February 21, 2019, 2:16 PM UTC

A new analysis from U.S. federal government actuaries say that Americans spent $3.65 trillion on health care in 2018, according to a report from Axios. The amount is larger than the GDPs of such countries as Brazil, the U.K., Mexico, Spain, and Canada.

The level of spending is by far the highest in the developed world, according to data from the Organization for Economic Co-Operation and Development.

That was an increase of 4.4% over 2017 and, according to the analysis, things will get even worse. The report in the journal Health Affairs estimates an average annual growth rate of 5.5% from 2018 to 2027. The current inflation rate is 1.6%. Wage growth, while up from recent years, remains below 4%, according to the Federal Reserve Bank of Atlanta.
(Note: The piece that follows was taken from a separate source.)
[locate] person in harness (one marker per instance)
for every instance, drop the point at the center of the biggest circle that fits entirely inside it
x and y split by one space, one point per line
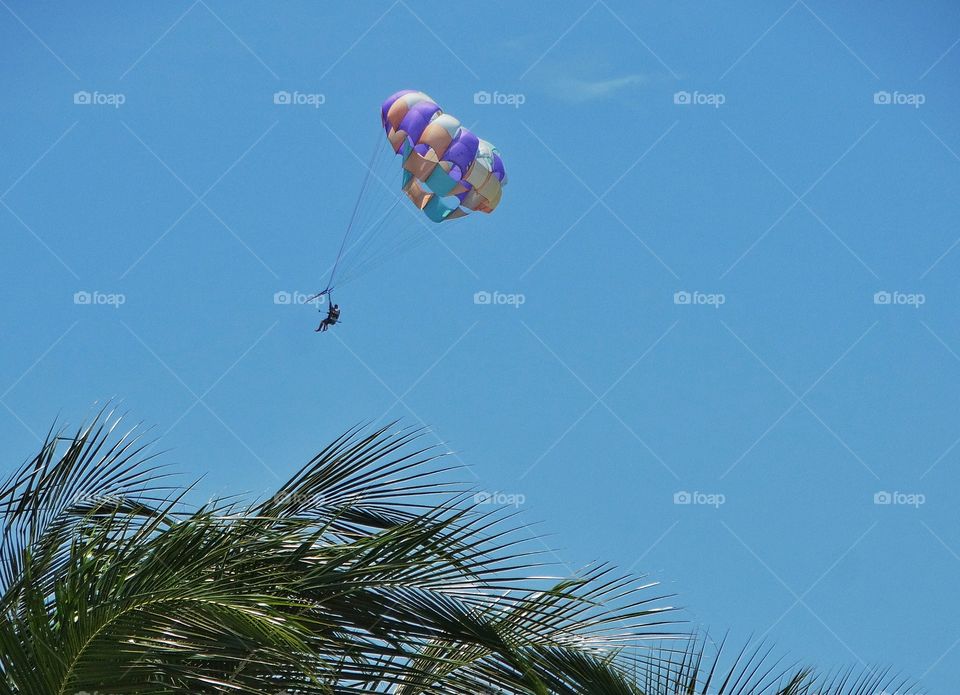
333 315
At this rate, by 2027, health care will be 19.4% of the country’s entire GDP.

The $3.65 trillion in spending represents $11,212 per person, with 59% of the spending going to hospitals, doctors, and clinical services. Prescription drug spending was up 3.3% year over year. Most of the increase was due to higher prices, not increased use of services.

Under private health insurance, spending per person rose 4.5% between 2017 and 2018, even though the same number of people were enrolled.

With such a level of economic increase, people will increasingly face difficulty in obtaining medical care.

While spending is highest, the United States ranks 27th in the world for its levels of health care.